As to what most scientists in different fields currently think about the reality of race (however defined), I don't think we can say anything too certain about it. Neil Risch, who is probably the most influential population geneticist in the world at the moment, has argued that race is a useful concept in biomedical research. In psychology, even Richard Nisbett, in his recent book that Maunus so loves, says that hereditary intelligence differences between races are entirely possible (even though he argues that such differences don't exist).
Maunus, above you disputed the correspondence between race/ethnicity and genetic clusters, whereas the Vogel and Motulsky book explicitly affirms it. What are you talking about?--Victor Chmara (talk) 01:01, 29 November 2010 (UTC)

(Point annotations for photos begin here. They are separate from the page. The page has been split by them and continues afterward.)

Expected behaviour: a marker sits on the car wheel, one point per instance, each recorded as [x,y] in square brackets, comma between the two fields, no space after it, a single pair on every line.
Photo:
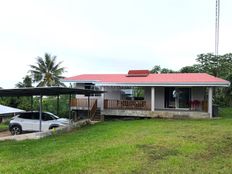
[53,127]
[16,130]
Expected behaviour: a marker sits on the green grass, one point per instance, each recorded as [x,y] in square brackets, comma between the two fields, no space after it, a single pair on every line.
[140,146]
[3,127]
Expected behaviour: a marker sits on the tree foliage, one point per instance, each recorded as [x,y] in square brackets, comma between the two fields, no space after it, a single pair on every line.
[27,82]
[47,72]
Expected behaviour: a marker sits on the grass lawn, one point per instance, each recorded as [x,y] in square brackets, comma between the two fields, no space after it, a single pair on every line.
[140,146]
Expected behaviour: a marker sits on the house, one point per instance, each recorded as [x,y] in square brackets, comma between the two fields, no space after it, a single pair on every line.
[140,93]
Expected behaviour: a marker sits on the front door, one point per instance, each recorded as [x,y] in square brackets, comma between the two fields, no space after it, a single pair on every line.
[177,97]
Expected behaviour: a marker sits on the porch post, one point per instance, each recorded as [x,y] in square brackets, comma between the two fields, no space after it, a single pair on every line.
[102,98]
[152,98]
[210,102]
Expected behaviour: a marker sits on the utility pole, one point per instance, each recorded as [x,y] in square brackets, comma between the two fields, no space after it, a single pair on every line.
[217,27]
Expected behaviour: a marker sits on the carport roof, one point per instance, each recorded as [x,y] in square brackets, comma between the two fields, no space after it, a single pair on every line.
[45,91]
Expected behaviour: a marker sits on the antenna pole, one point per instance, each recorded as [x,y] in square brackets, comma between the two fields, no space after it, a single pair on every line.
[217,27]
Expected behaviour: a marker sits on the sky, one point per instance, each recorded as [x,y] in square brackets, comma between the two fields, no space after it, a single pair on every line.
[108,36]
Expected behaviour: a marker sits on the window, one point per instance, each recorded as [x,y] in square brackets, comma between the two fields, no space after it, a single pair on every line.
[26,115]
[136,93]
[91,86]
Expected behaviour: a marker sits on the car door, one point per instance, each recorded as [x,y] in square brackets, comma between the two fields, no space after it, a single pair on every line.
[35,121]
[47,121]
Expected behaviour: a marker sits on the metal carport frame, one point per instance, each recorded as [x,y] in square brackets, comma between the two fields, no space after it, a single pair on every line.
[46,91]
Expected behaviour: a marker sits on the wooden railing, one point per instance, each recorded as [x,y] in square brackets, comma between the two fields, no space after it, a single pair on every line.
[82,103]
[126,104]
[93,110]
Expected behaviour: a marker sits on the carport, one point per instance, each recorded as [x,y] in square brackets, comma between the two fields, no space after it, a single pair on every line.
[46,91]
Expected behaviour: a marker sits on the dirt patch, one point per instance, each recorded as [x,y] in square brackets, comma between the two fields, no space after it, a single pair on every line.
[156,152]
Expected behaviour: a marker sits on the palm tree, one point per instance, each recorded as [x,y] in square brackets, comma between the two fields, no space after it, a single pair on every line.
[27,82]
[47,72]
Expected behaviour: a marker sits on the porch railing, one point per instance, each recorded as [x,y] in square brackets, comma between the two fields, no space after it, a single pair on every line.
[82,103]
[126,104]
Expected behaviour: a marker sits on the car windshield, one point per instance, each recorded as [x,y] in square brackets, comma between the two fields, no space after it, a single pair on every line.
[52,115]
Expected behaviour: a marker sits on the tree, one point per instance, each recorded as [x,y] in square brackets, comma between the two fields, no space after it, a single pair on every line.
[47,72]
[27,82]
[196,68]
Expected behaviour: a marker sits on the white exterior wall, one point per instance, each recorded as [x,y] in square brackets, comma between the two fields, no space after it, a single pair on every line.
[112,93]
[159,98]
[197,93]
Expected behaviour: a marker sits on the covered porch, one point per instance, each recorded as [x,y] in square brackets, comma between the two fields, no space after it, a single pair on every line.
[159,98]
[151,101]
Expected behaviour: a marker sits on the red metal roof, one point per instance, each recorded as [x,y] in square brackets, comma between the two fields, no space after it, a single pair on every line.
[188,78]
[138,73]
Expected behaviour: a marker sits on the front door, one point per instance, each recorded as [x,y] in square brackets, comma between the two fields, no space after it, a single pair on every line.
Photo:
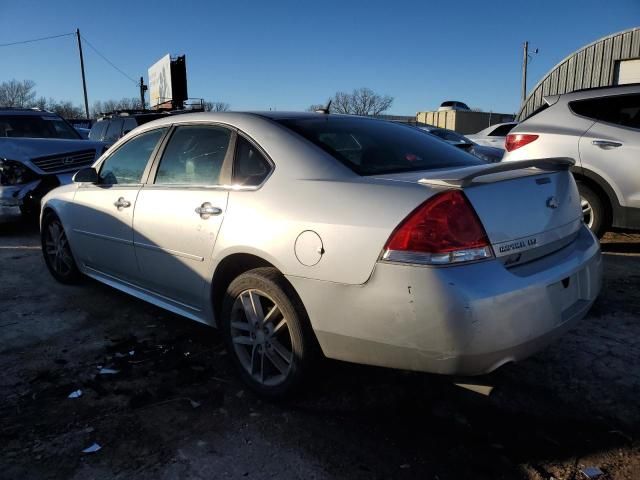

I don't know how you derive that conclusion form those quotes. I see this: "While it is an undeniable mathematical fact that the amount of genetic variation observed within groups is much larger than the differences among groups, this does not mean that genetic data do not contain discernable information regarding genetic ancestry." Which is exactly what I said above - ingroup variation is larger than outgroup variation - just like lewontin said - it is his conclusion that this means that genetic groupings based on ancestry cannot be made that is false, as I acknowledged.

I'll quote the relevant sentence again: It is also important to note that when one looks at correlations in allelic variation across loci, self-identified populations and populations inferred for human subjects using genetic data correspond closely. That is, when one considers an individual's genes as an aggregate rather than as isolated entities as Lewontin stupidly does, self-identified categories such as races correspond to genetic clusters. Moreover, as Witherspoon et al. 2007 have shown, when one compares a large number of markers at the same time in populations geographically separated in their evolution (e.g. Europeans, East Asians, and sub-Saharan Africans), everyone is genetically closer to every single person in their own population than anyone in the other ones. So on what do you base your assertion that there's no correspondence between self-identified race/ethnicity and genetic clusters?--Victor Chmara (talk) 02:07, 29 November 2010 (UTC)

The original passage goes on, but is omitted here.